By strategy, we refer to a cohesive response to market challenge. A real strategy revolves around neither a deck of PowerPoint slides nor a budget. We are referring to a creative approach based on a qualified, data supported viewpoint about specific challenges.
The most important element of a strategy is a coherent diagnosis of the forces at work and their many interactions ... not simply the plan itself. Few coaches call a play without analyzing the defense.
Recessions are efficient as a device of nature to prune and weed. Since we are diving into a period of spine-snapping change, we had better start the process of reformation before it simply happens to us.
The initial trick is to understand how a business has survived, competed and profited in the past. If the business is too complex to comprehend, break it into comprehensible parts. Often the complexity is self inflicted anyway.
Once you gain this critical understanding, you can start the work of reshaping. There is no magic formula. Reforming a business always takes insight, imagination and a certain bold resolve.
In ordinary slowdowns, the traditional moves are things like reducing fixed costs, headcount cuts, controlling variable expense and analyzing SKU coverage. But in uncertain markets accompanied by structural breaks, you must rethink the way you manage as well.
Companies that survive and go on to prosper look beyond costs to the detailed structure and effects of managerial work patterns.

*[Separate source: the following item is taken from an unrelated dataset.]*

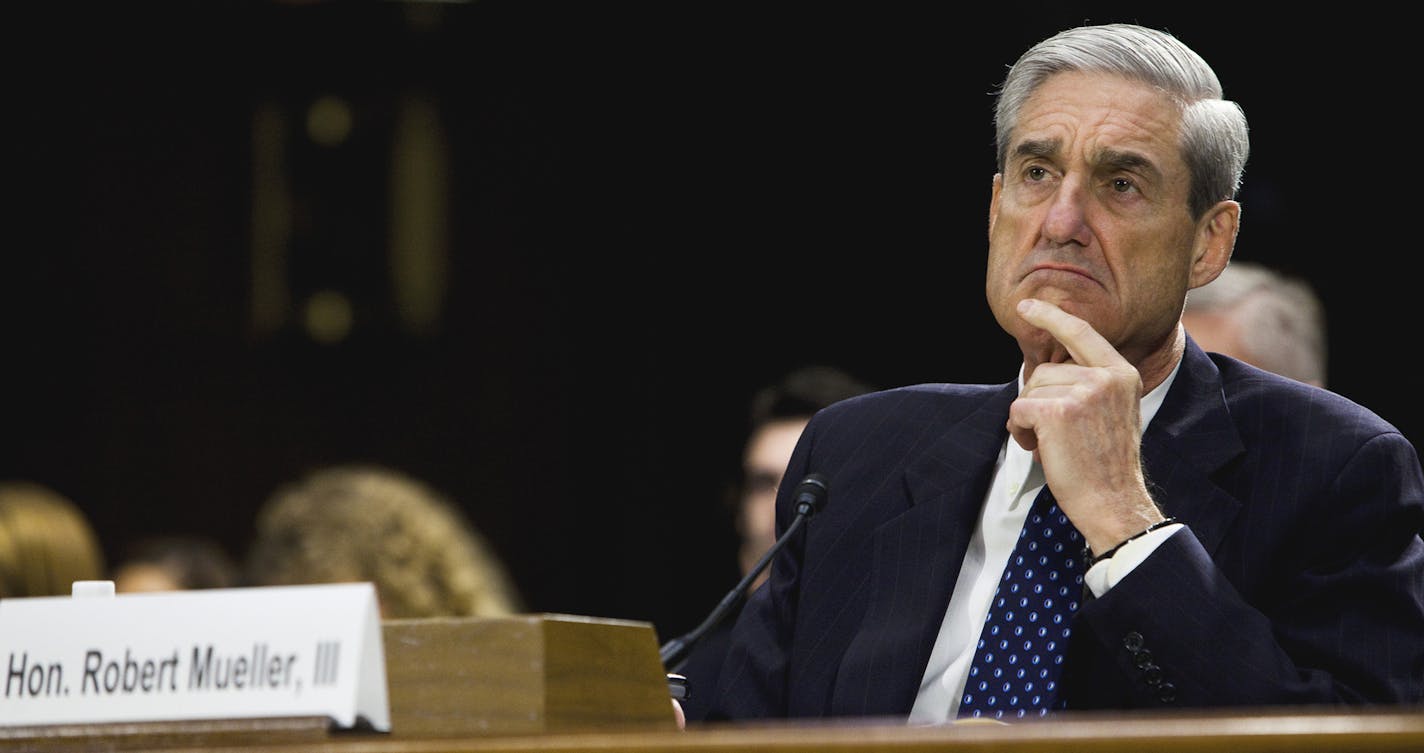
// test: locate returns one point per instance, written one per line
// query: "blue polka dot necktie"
(1025, 632)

Richard Rumelt, a professor of business and society at UCLA’s Anderson School of Management, recently summarized several new issues that recessions force to the forefront for both suppliers and distributors:
How much extra work results from the way incentive and evaluation systems relentlessly pressure managers to value activity and individually outperform one another ... even at the expense of the team’s desired overall outcome?
Which information flows can you omit? Information that doesn’t inform value-creating decisions is at best a wasteful distraction ... at worst a distorted vision of the battlefield.

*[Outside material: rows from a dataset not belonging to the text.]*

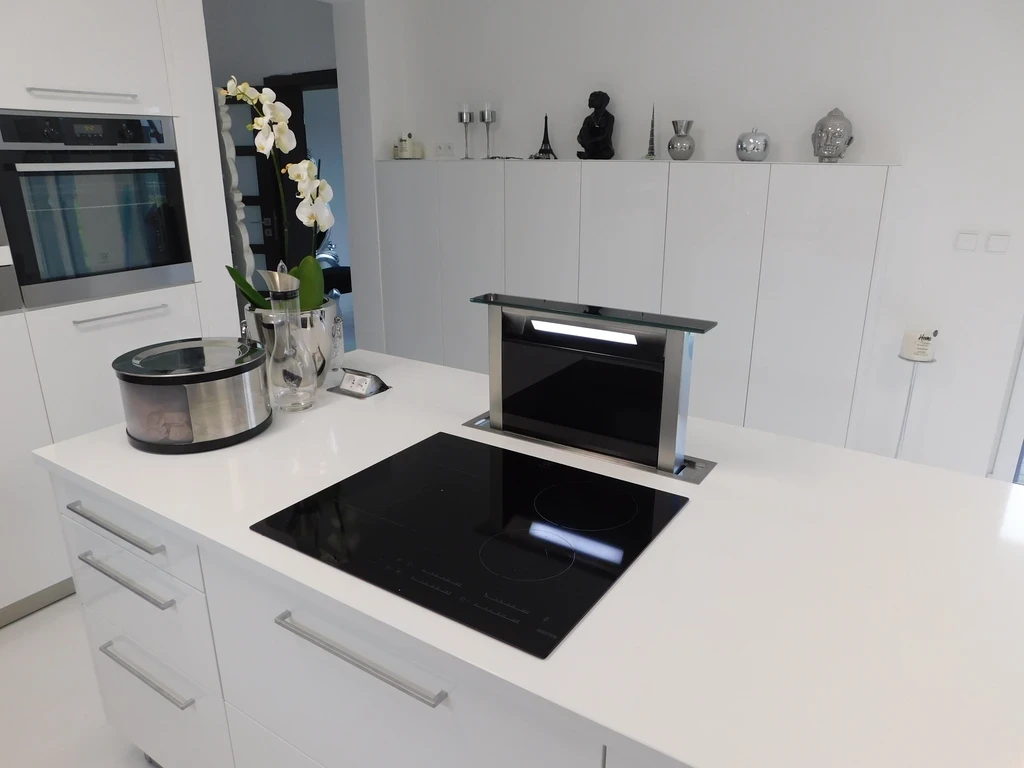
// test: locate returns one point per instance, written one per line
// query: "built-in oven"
(91, 206)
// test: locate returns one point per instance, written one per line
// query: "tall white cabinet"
(411, 274)
(32, 557)
(471, 222)
(542, 229)
(712, 267)
(820, 236)
(622, 235)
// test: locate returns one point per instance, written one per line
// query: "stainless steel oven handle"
(110, 527)
(87, 321)
(73, 91)
(174, 698)
(125, 582)
(430, 699)
(62, 167)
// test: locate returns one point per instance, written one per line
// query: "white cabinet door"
(819, 244)
(31, 553)
(172, 719)
(165, 614)
(75, 345)
(712, 266)
(411, 270)
(622, 235)
(471, 213)
(285, 670)
(100, 56)
(255, 747)
(542, 229)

Which decisions and judgments can you standardize as policy rather than make in costly meetings and muddled, often misunderstood communications?
How can the entire supply chain ... customers, distribution and suppliers ... work to simplify their processes?
The wrong way forward in a structural break is to try more of the same. The break and current results are sure indications that an old pattern has already been pushed to its limits and is now actually destroying value ... sometimes referred to as the "whale curve".
When the horse is dead ... get off! New efforts at nourishment, punishment and reward aren’t likely to prove productive.
The most unsettling aspect of structural breaks is that they render obsolete traditional understanding of many existing patterns of behavior. Yet properly recognized and utilized, these breaks can present an unexpected way forward for dynamic managers and even for whole distribution channels.